Op het eerste gezicht lijkt een vermogenstoets alleszins redelijk. De leden van de SP-fractie zijn daar vóór, mits de vermogensbeoordeling zich dan niet slechts uitstrekt tot box 1, maar ook tot alle vermogens waar pensioenclaims aan verbonden zijn (overeenkomstig de opstelling van vermogen door het CBS in de Nationale Rekeningen). Het wetsvoorstel discrimineert immers ook tussen mensen met uiteenlopende pensioenregelingen (zoals via de een of andere vorm van pensioenverzekering, via de eigen woning of via vermogensvorming in box 3). Toen de woordvoerders van PvdA en SP in de Tweede Kamer wezen op degenen die via box 3 vermogen voorzien in pensioen (zoals kleine zelfstandigen) suggereerde de minister dat deze mensen hun vermogen onder kunnen brengen in een lijfrenteverzekering. Dat kan inderdaad, maar op deze manier worden deze mensen door de regering gedwongen zich in te laten met een commerciële verzekeraar die hiervoor kosten en winst in rekening brengt. Bovendien heeft dit uiteraard effect op de vermogensvorming.
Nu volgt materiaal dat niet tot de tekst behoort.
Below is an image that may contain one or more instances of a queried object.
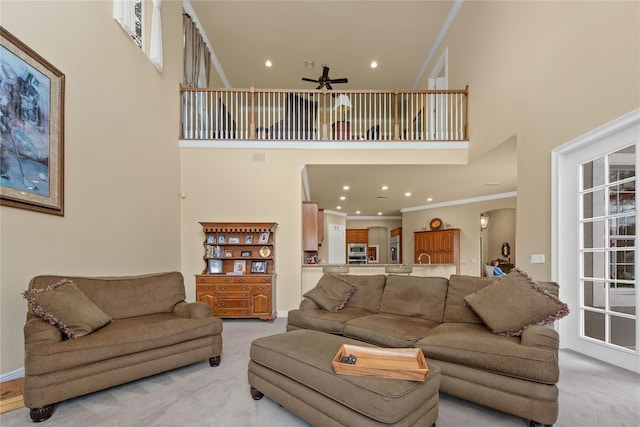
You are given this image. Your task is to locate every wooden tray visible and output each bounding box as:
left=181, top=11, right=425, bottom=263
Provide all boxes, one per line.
left=331, top=344, right=429, bottom=381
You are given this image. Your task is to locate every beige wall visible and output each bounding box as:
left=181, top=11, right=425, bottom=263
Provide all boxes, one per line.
left=421, top=1, right=640, bottom=280
left=0, top=0, right=182, bottom=374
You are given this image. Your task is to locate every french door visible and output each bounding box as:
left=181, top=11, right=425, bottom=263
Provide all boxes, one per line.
left=553, top=111, right=640, bottom=372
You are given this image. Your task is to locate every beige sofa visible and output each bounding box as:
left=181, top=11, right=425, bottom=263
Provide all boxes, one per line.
left=287, top=270, right=568, bottom=426
left=24, top=272, right=222, bottom=422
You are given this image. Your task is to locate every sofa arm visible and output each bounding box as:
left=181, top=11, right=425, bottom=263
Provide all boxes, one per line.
left=520, top=325, right=560, bottom=351
left=299, top=298, right=321, bottom=310
left=173, top=301, right=213, bottom=319
left=23, top=313, right=62, bottom=346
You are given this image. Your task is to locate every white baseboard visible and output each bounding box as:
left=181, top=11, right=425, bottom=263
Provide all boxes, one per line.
left=0, top=368, right=24, bottom=383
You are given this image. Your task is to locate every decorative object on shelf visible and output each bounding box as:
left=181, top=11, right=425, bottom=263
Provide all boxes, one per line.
left=480, top=213, right=489, bottom=231
left=502, top=242, right=511, bottom=257
left=233, top=259, right=247, bottom=274
left=251, top=261, right=267, bottom=273
left=207, top=259, right=222, bottom=274
left=260, top=246, right=271, bottom=258
left=429, top=218, right=442, bottom=231
left=0, top=28, right=65, bottom=216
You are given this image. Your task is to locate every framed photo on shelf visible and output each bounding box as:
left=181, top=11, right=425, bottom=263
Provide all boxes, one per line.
left=207, top=259, right=222, bottom=274
left=0, top=27, right=65, bottom=216
left=233, top=259, right=247, bottom=274
left=251, top=261, right=267, bottom=273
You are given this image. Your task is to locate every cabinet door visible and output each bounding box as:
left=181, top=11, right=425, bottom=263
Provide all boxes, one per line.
left=251, top=290, right=271, bottom=316
left=196, top=291, right=216, bottom=315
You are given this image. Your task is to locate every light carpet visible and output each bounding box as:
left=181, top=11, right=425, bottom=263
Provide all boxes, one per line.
left=0, top=318, right=640, bottom=427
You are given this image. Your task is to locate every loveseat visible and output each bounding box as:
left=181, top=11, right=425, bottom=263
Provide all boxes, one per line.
left=287, top=269, right=568, bottom=426
left=23, top=272, right=222, bottom=422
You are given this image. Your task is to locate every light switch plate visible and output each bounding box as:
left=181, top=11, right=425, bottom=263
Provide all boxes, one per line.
left=531, top=254, right=544, bottom=264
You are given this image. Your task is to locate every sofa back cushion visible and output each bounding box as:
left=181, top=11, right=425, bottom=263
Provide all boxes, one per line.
left=29, top=272, right=186, bottom=319
left=443, top=274, right=497, bottom=323
left=380, top=275, right=449, bottom=323
left=337, top=274, right=386, bottom=312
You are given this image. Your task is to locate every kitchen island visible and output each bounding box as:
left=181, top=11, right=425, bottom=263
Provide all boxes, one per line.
left=302, top=264, right=456, bottom=294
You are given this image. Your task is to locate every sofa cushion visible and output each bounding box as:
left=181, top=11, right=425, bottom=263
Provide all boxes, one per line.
left=344, top=313, right=439, bottom=348
left=25, top=313, right=222, bottom=375
left=464, top=268, right=569, bottom=336
left=287, top=307, right=375, bottom=335
left=443, top=274, right=496, bottom=323
left=338, top=274, right=387, bottom=311
left=380, top=275, right=449, bottom=323
left=22, top=279, right=111, bottom=338
left=415, top=323, right=559, bottom=384
left=29, top=272, right=186, bottom=319
left=303, top=273, right=356, bottom=312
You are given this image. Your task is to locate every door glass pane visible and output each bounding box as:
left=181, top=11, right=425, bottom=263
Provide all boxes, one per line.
left=582, top=220, right=607, bottom=249
left=582, top=189, right=605, bottom=219
left=609, top=181, right=636, bottom=215
left=611, top=316, right=636, bottom=350
left=583, top=252, right=606, bottom=279
left=582, top=157, right=605, bottom=190
left=583, top=311, right=605, bottom=341
left=583, top=280, right=606, bottom=308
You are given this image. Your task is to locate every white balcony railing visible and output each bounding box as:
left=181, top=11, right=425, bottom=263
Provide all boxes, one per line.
left=180, top=87, right=469, bottom=141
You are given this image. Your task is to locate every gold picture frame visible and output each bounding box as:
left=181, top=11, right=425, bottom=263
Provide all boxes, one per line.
left=0, top=27, right=65, bottom=216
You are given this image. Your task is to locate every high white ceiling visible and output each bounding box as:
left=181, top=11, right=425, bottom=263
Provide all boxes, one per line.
left=191, top=0, right=517, bottom=216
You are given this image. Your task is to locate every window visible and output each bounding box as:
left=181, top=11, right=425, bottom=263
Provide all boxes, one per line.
left=580, top=145, right=637, bottom=351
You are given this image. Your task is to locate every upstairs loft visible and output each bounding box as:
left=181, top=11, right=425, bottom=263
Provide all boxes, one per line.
left=180, top=86, right=469, bottom=147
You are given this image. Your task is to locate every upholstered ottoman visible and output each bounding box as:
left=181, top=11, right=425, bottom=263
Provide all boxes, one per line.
left=248, top=329, right=440, bottom=426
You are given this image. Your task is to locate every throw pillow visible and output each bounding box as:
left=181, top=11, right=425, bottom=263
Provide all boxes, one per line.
left=303, top=273, right=356, bottom=312
left=464, top=268, right=569, bottom=336
left=22, top=279, right=111, bottom=338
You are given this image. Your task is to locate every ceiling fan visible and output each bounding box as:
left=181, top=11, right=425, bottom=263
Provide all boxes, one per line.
left=302, top=65, right=349, bottom=90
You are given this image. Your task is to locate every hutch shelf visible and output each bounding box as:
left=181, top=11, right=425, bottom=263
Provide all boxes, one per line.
left=196, top=222, right=278, bottom=322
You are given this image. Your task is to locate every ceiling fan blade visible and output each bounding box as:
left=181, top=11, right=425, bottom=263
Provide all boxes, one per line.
left=322, top=65, right=329, bottom=80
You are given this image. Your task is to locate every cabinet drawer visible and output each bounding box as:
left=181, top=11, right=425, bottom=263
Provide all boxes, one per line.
left=217, top=290, right=250, bottom=299
left=217, top=307, right=251, bottom=317
left=216, top=284, right=251, bottom=292
left=217, top=299, right=250, bottom=310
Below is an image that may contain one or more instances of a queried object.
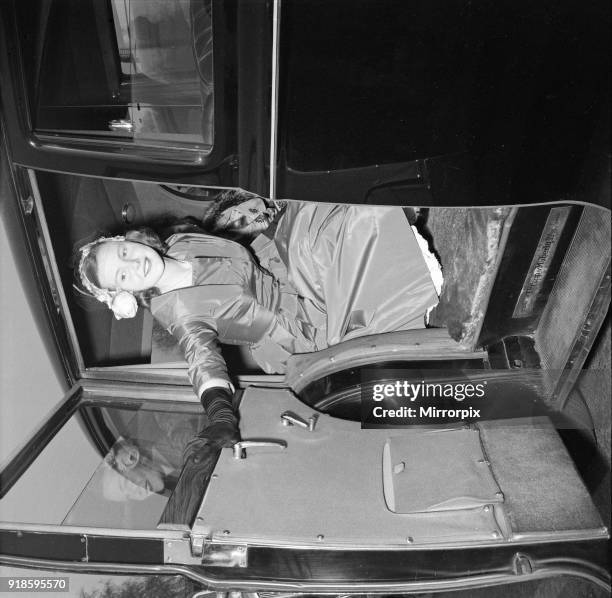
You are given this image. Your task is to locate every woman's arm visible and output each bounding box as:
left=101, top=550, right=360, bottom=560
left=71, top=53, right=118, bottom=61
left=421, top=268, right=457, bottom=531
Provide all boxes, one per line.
left=170, top=317, right=240, bottom=447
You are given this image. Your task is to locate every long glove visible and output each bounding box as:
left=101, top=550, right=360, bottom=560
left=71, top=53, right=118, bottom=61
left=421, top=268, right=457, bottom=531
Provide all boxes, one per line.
left=185, top=387, right=240, bottom=457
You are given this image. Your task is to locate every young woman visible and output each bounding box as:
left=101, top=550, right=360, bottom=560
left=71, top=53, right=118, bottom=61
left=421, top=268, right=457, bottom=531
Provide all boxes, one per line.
left=76, top=195, right=437, bottom=446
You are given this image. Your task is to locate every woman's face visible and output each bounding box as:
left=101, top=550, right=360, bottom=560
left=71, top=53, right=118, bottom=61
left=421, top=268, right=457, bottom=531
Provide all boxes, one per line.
left=96, top=241, right=164, bottom=292
left=217, top=197, right=270, bottom=235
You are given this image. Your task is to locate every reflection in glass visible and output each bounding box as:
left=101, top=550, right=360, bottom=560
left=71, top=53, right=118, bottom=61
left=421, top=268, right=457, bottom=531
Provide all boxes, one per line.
left=29, top=0, right=213, bottom=150
left=0, top=403, right=205, bottom=529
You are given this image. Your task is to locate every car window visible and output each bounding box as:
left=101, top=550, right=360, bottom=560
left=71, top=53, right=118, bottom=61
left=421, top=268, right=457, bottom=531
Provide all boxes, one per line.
left=0, top=403, right=204, bottom=529
left=21, top=0, right=214, bottom=151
Op welke manier valt de invoering van de door de regering voorgestelde vermogenstoets samen met de invoering van andere vermogenstoetsen, als het gaat om toeslagen? Te denken val onder andere aan een toets bij het kindgebonden budget en bij de huurtoeslag. Heeft de regering hierbij oog voor stapeling? Hoe wordt de invoering van de diverse toetsen begeleid? Wie geeft voorlichting? Is de beoogde invoering voor alle toetsen 2013? De leden van de SP-fractie krijgen graag een reactie van de regering op deze vragen.

De leden van de vaste commissie voor Volksgezondheid, Welzijn en Sport zien met belangstelling de antwoorden van de regering tegemoet.

De voorzitter van de vaste commissie voor Volksgezondheid, Welzijn en Sport, Slagter-Roukema

De griffier van de vaste commissie voor Volksgezondheid, Welzijn en Sport, De Boer


X Noot
1

Samenstelling:

Holdijk (SGP), Dupuis (VVD), (vice-voorzitter), Linthorst (PvdA), Putters (PvdA), Slagter-Roukema (SP), (voorzitter), Thissen (GL), Nagel (50PLUS), Hermans (VVD), Koffeman (PvdD), Kuiper (CU), Meurs (PvdA), Quik-Schuijt (SP), Reuten (SP), De Vries-Leggedoor (CDA), Flierman (CDA), Martens (CDA), vac. (CDA), Scholten (D66), Backer (D66), Van Ganzevoort (GL), De Lange (OSF), Beuving (PvdA), Popken (PVV), Frijters-Klijnen (PVV), Van Dijk (PVV), De Grave (VVD), Bröcker (VVD) en Beckers (VVD).